Insomma, si viveva, e si viveva quasi esclusivamente nel mondo reale, tutto sommato tranquilli. E vedere Carlton Myers con la bandiera italiana, dopo che con la nazionale italiana aveva appena vinto un europeo, era una cosa normale. Fu una scelta libera, spontanea, fatta forse con il retropensiero di promuovere l’idea di un’Italia che cominciava a essere multietnica, ma senza essere determinata dalla necessità di inchinarsi a una dittatura del politicamente corretto che fortunatamente non esisteva. Non c’erano fanatici a favore e, salvo eccezioni fisiologiche ai margini della società, non c’erano fanatici contro, e comunque nessuna delle due fazioni era abilitata a riversare le proprie puttanate sul web. Non c’erano partiti che sotto la foto dell’atleta nominato mettevano il proprio logo approfittando per chiedere una donazione (cosa vuol dire “portabandiere” riferito a una persona, poi? Cos’è, la lingua di Bruxelles?).
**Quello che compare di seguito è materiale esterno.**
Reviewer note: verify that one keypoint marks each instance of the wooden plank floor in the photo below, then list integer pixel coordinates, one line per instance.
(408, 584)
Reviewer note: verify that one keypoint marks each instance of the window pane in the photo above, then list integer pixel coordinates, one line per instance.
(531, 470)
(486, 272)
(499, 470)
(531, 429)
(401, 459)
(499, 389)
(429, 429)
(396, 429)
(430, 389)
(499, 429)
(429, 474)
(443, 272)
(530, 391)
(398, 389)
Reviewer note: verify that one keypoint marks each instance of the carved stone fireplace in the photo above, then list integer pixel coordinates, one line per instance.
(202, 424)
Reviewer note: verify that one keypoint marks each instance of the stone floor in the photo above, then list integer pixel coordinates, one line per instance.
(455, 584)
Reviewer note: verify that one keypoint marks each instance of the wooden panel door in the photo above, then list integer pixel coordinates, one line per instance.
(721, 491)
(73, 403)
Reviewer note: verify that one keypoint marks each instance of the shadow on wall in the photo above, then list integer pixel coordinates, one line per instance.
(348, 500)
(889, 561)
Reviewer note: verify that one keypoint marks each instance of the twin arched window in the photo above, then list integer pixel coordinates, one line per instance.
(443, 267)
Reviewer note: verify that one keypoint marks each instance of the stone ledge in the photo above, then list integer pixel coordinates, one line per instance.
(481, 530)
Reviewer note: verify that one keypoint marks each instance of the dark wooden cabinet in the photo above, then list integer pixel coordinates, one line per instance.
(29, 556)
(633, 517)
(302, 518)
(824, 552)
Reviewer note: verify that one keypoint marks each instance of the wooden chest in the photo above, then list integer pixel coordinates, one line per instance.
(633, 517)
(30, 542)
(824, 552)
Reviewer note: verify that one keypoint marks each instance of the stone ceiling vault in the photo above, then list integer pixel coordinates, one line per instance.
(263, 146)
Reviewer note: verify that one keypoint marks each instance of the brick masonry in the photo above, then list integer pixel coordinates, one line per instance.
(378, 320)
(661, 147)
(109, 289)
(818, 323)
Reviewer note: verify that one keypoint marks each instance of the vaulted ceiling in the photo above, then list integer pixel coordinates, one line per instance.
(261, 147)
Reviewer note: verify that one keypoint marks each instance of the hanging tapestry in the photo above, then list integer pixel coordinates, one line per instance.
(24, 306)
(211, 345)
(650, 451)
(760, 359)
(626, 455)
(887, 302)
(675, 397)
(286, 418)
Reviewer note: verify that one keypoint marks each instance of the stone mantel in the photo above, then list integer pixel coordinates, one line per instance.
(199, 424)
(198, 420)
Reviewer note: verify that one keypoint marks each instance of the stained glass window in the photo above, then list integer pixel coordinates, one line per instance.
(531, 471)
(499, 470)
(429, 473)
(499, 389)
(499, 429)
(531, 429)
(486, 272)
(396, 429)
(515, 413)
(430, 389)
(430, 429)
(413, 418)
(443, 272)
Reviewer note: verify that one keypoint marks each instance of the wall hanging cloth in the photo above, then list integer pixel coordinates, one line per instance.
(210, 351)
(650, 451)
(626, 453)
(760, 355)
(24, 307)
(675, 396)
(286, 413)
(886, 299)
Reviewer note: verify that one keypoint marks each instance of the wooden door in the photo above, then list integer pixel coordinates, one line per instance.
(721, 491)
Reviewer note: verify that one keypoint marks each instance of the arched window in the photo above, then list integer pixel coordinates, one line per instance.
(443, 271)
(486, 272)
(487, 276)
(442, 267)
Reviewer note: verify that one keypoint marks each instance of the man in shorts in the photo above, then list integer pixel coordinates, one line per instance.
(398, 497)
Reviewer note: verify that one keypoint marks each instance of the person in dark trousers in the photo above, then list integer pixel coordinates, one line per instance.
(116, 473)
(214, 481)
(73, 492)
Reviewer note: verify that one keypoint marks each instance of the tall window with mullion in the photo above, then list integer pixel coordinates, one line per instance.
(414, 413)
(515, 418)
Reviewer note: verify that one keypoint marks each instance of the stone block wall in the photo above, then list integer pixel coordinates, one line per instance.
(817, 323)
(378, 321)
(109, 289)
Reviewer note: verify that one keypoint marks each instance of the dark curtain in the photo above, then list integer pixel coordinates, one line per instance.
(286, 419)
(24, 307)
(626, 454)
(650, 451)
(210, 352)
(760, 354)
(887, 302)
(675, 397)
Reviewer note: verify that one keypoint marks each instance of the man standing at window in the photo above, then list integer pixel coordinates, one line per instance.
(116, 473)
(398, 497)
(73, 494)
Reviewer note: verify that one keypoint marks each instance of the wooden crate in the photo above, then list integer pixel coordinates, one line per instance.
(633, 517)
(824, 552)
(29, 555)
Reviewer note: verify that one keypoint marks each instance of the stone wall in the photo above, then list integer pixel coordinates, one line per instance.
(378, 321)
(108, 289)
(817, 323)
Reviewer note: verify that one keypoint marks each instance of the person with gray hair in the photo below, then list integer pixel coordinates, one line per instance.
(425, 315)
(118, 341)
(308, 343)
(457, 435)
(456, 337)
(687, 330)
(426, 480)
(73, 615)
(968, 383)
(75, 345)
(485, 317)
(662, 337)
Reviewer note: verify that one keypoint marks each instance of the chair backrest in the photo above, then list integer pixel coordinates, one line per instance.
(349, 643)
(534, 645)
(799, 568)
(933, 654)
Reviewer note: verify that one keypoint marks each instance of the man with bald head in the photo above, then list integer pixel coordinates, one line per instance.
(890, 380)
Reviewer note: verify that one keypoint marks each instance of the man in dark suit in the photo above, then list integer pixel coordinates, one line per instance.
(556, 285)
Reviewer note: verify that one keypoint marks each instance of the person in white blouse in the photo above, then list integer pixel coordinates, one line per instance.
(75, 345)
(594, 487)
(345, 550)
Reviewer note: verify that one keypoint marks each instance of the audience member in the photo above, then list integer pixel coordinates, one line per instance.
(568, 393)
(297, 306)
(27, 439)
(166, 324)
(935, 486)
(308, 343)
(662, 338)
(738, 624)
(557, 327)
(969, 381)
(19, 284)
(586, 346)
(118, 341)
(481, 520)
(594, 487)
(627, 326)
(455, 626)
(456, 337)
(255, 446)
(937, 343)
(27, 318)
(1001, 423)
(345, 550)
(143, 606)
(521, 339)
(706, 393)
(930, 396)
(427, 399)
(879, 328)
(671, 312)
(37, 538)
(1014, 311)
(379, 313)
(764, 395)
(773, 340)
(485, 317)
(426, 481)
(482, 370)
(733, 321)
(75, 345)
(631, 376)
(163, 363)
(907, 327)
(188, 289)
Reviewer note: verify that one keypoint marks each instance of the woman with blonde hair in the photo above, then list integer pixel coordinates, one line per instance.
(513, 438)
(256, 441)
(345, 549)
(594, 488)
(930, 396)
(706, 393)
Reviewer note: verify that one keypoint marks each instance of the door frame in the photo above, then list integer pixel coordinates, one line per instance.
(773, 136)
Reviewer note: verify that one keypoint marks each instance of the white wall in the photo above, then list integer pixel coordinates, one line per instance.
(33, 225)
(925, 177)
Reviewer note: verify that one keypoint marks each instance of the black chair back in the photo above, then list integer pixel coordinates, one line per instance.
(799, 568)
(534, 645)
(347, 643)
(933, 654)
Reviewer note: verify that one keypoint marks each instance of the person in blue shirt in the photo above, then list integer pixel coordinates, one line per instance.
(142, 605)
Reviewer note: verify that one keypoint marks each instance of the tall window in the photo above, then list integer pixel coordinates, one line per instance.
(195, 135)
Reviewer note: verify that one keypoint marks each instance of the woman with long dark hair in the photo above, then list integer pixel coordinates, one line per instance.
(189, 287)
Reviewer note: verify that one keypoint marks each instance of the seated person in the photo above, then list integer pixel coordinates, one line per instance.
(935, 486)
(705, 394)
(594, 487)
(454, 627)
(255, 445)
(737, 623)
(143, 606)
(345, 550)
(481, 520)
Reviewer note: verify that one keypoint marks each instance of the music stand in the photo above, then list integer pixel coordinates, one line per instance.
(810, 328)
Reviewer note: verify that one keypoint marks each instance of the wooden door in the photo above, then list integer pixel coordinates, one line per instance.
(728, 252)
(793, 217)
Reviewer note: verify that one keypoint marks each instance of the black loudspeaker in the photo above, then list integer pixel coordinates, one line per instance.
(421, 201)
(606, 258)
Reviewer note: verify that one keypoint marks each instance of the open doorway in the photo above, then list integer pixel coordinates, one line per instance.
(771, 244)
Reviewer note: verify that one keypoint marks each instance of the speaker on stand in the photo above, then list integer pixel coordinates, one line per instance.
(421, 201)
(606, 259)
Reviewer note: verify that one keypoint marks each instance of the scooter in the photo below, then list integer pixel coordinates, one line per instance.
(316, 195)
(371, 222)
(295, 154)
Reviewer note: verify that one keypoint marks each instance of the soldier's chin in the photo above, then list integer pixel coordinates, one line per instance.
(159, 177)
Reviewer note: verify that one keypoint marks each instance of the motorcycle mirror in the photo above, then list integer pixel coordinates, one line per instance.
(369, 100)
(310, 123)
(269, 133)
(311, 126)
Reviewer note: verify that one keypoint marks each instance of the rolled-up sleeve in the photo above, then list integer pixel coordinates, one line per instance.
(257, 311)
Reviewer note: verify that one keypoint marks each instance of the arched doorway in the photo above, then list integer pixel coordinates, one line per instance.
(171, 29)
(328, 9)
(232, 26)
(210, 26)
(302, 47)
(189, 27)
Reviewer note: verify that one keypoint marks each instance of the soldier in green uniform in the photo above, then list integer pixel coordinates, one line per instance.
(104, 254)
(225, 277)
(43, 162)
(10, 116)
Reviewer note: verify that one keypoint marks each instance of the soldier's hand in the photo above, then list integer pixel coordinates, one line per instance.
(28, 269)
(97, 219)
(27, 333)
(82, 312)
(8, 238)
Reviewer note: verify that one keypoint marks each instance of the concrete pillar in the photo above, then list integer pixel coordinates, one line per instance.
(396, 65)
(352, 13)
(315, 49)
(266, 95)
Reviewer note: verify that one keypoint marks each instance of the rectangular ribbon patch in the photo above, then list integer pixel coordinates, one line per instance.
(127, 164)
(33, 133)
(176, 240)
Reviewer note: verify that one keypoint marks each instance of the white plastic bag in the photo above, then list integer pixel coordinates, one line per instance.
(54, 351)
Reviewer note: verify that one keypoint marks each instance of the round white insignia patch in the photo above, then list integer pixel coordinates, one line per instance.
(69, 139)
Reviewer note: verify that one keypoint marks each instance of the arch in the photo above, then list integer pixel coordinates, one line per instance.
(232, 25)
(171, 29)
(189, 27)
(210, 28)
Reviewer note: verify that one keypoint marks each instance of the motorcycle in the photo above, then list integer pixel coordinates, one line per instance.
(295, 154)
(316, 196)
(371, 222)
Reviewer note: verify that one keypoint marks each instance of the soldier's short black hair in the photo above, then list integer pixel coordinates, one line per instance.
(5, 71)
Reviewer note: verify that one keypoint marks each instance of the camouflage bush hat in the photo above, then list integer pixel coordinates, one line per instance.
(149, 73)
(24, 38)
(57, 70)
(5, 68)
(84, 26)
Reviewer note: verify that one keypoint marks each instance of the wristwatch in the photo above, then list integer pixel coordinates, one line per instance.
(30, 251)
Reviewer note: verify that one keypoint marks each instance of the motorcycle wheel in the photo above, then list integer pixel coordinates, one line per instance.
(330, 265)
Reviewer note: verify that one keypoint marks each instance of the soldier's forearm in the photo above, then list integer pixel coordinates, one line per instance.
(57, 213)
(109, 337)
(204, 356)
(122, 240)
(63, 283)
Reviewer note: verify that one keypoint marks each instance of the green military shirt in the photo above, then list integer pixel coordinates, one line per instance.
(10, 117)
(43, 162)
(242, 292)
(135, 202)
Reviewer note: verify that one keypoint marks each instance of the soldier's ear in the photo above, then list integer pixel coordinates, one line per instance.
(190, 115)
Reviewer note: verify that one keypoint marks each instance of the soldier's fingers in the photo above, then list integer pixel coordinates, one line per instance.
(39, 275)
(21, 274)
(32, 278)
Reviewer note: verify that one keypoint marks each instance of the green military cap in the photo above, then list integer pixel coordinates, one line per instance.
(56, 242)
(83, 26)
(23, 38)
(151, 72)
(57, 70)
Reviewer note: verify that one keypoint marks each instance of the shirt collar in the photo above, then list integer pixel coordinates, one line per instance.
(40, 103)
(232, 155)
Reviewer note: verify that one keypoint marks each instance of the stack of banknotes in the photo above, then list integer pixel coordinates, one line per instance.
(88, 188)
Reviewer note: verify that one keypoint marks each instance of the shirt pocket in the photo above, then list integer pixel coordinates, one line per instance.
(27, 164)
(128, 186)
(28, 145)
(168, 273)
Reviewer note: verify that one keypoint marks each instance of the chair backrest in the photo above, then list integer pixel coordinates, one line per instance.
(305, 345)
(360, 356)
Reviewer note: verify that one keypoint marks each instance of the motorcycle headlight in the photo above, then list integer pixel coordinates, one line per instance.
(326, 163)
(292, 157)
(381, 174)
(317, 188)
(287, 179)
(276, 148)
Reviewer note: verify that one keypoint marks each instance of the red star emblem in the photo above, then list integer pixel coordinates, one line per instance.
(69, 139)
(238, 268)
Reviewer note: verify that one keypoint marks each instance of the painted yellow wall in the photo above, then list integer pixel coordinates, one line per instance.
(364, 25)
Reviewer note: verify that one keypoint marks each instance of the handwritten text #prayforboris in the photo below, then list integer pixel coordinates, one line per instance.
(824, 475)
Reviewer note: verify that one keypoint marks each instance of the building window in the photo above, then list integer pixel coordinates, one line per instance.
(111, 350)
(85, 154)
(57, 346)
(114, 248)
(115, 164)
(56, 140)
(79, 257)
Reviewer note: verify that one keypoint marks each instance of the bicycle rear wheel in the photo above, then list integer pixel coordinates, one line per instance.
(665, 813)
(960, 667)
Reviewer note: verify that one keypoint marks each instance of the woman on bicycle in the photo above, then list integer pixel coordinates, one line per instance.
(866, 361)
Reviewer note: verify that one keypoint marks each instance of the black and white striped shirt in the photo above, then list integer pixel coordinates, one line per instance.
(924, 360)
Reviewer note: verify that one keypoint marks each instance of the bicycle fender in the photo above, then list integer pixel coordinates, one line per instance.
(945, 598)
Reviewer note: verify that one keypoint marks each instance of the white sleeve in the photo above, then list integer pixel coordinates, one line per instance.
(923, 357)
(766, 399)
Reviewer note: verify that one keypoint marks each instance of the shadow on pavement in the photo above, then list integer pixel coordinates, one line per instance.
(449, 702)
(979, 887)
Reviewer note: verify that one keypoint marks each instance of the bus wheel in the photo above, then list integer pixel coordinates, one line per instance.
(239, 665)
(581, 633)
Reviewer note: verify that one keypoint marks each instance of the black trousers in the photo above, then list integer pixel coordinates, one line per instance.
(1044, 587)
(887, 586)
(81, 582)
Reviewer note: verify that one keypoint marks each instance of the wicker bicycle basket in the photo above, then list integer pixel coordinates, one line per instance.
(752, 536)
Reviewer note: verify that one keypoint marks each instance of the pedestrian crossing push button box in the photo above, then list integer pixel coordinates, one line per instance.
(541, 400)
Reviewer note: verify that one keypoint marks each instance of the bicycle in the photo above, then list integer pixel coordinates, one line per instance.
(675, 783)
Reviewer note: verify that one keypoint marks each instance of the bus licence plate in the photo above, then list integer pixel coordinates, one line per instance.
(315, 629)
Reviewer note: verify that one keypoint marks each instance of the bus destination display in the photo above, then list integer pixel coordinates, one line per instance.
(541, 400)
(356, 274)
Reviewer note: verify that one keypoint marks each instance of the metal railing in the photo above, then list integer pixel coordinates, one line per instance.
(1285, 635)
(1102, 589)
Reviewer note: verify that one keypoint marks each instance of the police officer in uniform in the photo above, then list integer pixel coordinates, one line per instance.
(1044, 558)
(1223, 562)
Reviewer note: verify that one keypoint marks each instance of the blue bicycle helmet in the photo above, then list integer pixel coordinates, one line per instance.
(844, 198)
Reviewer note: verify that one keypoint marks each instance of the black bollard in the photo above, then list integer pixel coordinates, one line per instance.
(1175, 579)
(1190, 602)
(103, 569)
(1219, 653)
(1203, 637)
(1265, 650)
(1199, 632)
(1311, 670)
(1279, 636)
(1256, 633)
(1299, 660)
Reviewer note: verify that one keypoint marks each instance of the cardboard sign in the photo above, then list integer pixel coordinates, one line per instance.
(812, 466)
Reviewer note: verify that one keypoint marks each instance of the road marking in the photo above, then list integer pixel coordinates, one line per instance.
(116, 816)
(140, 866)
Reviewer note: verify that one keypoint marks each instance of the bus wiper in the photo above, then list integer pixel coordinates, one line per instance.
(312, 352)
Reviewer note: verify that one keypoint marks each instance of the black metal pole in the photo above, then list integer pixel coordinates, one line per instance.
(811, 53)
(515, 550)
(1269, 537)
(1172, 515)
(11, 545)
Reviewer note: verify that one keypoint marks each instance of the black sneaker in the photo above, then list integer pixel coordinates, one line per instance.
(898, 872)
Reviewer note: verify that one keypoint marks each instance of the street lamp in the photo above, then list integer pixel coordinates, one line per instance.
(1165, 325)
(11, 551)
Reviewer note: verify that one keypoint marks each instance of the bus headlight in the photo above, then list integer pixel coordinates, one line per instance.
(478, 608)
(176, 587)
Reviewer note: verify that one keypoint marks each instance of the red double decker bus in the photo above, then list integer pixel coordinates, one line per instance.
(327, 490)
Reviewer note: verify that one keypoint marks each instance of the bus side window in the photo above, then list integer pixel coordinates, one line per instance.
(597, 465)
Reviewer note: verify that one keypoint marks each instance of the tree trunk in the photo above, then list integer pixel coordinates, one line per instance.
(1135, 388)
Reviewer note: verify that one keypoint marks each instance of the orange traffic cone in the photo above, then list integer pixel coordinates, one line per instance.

C’era un campione italiano con la pelle un po’ più scura degli altri che portava la nostra bandiera. Punto. E, al contrario di oggi, andava bene così.
E si passava sopra anche alle gaffe, come quella clamorosa del mitico Claudio Lippi durante la presentazione del Milan 1997-98 al Forum di Assago. Tra gli ospiti c’era anche Carlton Myers, fresco vicecampione d’Europa con la nazionale, e Lippi, evidentemente non sapendo che fosse italiano, gli si rivolse parlandogli in inglese.
Oggi il presentatore passerebbe dei guai, ma allora Carlton la prese sul ridere. E anche in questo caso, al contrario di oggi, andava bene così.